Dismantling Nukes: as Serious a Task as Building Them

FEW if any of the millions of people who pressed for nuclear disarmament over the past four decades ever imagined that the fulfillment of their fondest dream would reveal a long-suppressed nightmare of environmental damage. But what the bomb has wrought even without its being dropped on anyone may take as much time, effort, and expense to repair as it took to build the weapons.

Over the next eight years, the Department of Energy (DOE) plans to dismantle as many as 14,000 nuclear warheads as it reduces the United States arsenal to 6,300 or less. The majority of these will be disassembled at Pantex, a 16,000-acre federal facility in the Texas Panhandle where the bombs were first assembled. Since the decision to close the Rocky Flats plant near Denver, Pantex has become the sole site for dismantling nuclear weapons and disposing of their byproducts. It is slated to become the stor age center for as much as 150,000 of the 220,000 pounds of plutonium manufactured by the US since 1944.

The technical challenge is daunting, almost inconceivable: to keep secure from terrorists, thieves, and the ravages of time, tons of the most toxic substance on earth. Publicly, Energy Secretary James Watkins expresses confidence that his department knows how to accomplish this, but many reputable scientists outside DOE disagree.

"There is no truly safe way to store plutonium," says Arjun Makhajani, president of the Institute for Energy and Environmental Research in Takoma Park, Md. "There are only ways to minimize the inevitable risks."
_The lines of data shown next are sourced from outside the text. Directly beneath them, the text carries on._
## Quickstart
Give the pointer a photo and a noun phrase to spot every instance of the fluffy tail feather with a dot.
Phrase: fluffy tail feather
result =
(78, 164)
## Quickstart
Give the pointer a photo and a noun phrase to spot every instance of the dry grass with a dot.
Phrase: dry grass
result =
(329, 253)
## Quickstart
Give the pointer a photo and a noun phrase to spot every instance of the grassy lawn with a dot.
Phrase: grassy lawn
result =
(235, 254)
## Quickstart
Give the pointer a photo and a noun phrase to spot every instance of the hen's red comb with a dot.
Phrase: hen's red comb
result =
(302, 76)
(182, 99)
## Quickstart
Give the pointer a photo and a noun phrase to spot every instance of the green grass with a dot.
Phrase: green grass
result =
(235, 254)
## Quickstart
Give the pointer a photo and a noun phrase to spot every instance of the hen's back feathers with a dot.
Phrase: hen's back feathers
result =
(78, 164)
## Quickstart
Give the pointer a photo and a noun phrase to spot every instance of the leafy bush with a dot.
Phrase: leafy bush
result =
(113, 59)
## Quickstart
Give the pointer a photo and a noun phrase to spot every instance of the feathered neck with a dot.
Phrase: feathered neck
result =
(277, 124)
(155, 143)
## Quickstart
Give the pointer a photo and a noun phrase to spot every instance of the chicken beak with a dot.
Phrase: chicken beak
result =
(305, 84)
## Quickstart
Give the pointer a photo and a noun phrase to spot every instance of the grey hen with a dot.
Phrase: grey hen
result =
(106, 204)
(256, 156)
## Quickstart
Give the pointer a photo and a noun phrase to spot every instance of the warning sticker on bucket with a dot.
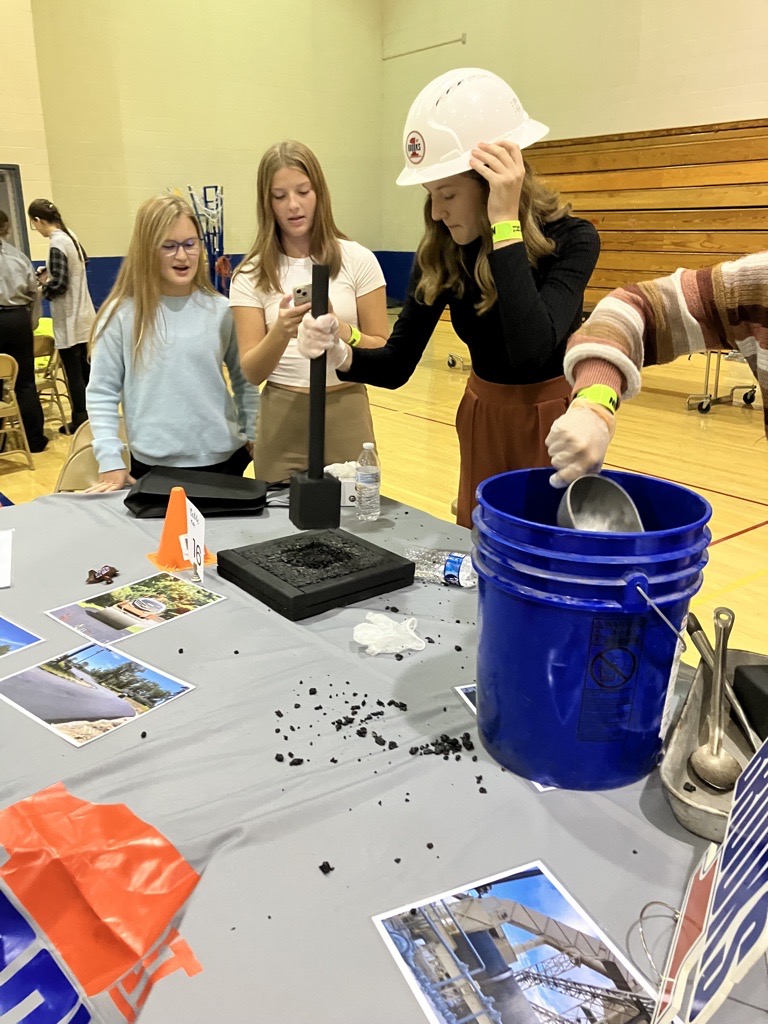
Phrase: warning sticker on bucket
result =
(610, 679)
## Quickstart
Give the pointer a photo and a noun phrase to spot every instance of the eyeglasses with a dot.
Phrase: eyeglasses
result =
(170, 249)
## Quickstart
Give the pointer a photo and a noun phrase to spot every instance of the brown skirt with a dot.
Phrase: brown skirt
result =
(503, 427)
(282, 434)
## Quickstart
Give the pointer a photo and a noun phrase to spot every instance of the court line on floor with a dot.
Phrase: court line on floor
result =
(672, 479)
(738, 532)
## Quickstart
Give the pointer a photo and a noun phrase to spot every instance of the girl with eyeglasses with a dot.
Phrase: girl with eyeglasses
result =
(160, 343)
(65, 285)
(296, 227)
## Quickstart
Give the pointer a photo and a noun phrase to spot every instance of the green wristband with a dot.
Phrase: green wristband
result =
(354, 336)
(507, 230)
(601, 394)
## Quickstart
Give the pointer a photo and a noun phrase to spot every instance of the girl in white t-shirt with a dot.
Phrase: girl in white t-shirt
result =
(66, 286)
(296, 228)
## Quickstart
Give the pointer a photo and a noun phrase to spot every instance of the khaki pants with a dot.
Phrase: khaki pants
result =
(502, 427)
(282, 435)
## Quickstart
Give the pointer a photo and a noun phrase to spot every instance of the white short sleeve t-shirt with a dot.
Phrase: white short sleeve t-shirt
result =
(358, 275)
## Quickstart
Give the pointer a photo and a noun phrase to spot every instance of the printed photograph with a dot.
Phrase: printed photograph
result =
(468, 695)
(123, 611)
(90, 691)
(13, 638)
(515, 948)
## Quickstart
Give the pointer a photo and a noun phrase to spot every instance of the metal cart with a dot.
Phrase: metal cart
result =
(708, 398)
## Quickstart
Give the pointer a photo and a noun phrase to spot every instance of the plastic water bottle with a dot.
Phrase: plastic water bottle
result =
(368, 483)
(442, 566)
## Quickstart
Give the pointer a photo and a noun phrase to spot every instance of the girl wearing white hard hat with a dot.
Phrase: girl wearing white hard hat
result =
(503, 253)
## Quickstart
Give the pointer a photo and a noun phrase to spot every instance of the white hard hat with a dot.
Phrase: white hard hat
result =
(452, 115)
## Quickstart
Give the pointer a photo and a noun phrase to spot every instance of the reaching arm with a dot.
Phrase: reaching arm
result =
(392, 365)
(373, 322)
(102, 397)
(724, 306)
(536, 320)
(246, 394)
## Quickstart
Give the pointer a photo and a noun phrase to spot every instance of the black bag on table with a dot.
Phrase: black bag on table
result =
(213, 494)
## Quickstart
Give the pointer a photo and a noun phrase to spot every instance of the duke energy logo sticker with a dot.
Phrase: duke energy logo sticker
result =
(88, 895)
(415, 147)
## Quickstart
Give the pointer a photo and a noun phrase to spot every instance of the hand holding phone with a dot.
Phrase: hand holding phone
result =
(302, 294)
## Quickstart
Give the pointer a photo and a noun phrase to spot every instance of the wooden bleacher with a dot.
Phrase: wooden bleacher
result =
(660, 200)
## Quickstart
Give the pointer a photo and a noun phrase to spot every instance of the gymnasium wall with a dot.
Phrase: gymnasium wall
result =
(22, 131)
(582, 67)
(137, 96)
(143, 95)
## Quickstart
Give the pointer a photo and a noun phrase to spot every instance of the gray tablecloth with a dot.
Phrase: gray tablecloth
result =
(278, 939)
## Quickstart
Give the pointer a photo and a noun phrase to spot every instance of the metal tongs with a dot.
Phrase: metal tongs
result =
(701, 642)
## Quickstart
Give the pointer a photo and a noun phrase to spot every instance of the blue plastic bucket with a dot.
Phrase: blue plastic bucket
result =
(573, 663)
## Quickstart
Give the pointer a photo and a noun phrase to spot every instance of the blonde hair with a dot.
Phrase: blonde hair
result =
(263, 257)
(440, 259)
(139, 279)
"All the options are dangerous," says a Senate aide familiar with both the science and the politics of the debate. Possibilities include storing the plutonium indefinitely in its present form (but where?), converting it to fuel for fast-breeder reactors (a technology with its own perils), transmuting it for use in an accelerator (a highly energy-intensive process), exploding it in pits beneath the desert (with uncertain hazards), and burying it beneath undersea tectonic plates (but what if they shift and

re-expose it?).

Then there is the expense. "For every dollar spent on producing these bombs, it will take two to four to dispose of their toxic wastes," estimates the same Senate aide. Total figures for cleaning up the US nuclear complex range from $150 billion to $300 billion over 30 years - a number that could double if one includes the bill for decommissioning 7,000 other contaminated sites in more than 20 states. CURIOUSLY, while the Bush administration has allotted $400 million to supervise the dismantling of th e Soviet nuclear arsenal, it has designated just $15 million in additional funds for dismantlement in this country. "They're anxious to disarm the Soviets, but not themselves," surmises Makhajani.

For Beverly Gattis and fellow members of STAND (Serious Texans Against Nuclear Dumping), DOE's plan to store its plutonium stockpile at Pantex is a bad surprise. She lives 16 miles from the plant and worries about what the storage of immense amounts of plutonium will do to the people and environment around it.

"Pantex is sitting on some of the very best farmland in this country," she says. "The Ogallala aquifer that supplies water to towns and farms from here all the way to South Dakota sits right under the plant. What is this plutonium going to do to the land, and to us?"

This is a conservative region and highly patriotic. As good citizens, Beverly and most other Amarillans welcomed the plant in the first place, benefited from the jobs it brought, and trusted in the government's assurances about its safety. Even now, she is ambivalent about questioning their word. "I'm glad the government's finally dismantling these bombs," she says, though she was never a peacenik. "I just want to be sure they're doing it safely. But the DOE won't let the public or any other agency inspe ct what they're doing. They have nothing to hide. So why are they so secretive?"

Where and how nuclear wastes will be stored for the 23 millennia required to detoxify them is both a severe challenge and a vexing political issue. Who will be willing to live century after century beside such an ultimate risk?

"There are people in Pantex walking around with a lot of plutonium in their bodies," says the Senate aide. "They're going to become a new class of nuclear untouchables ...."

The point is not to stop disarming (for once, we're moving in the right direction), but to insist on safe and responsible operation of the plant and rigorous oversight by the public and federal, state, and local agencies to assure compliance with strict health and environmental laws.

"The era of arms control is over," says the aide. "Now we're entering the brave new world of nuclear abolition." In this world, dismantling the bomb will take as much care and expense as was necessary to assemble it. Somehow we must defuse it without triggering a toxic holocaust. It is a task requiring extreme delicacy and dedication. "National sacrifice areas" like Pantex must come to be regarded as sacred places, held holy because we can't afford to let them be treated with anything less than the utmos t respect. The test of our wisdom as a civilization may rest in part on how well we learn to take care of the evil we have unearthed.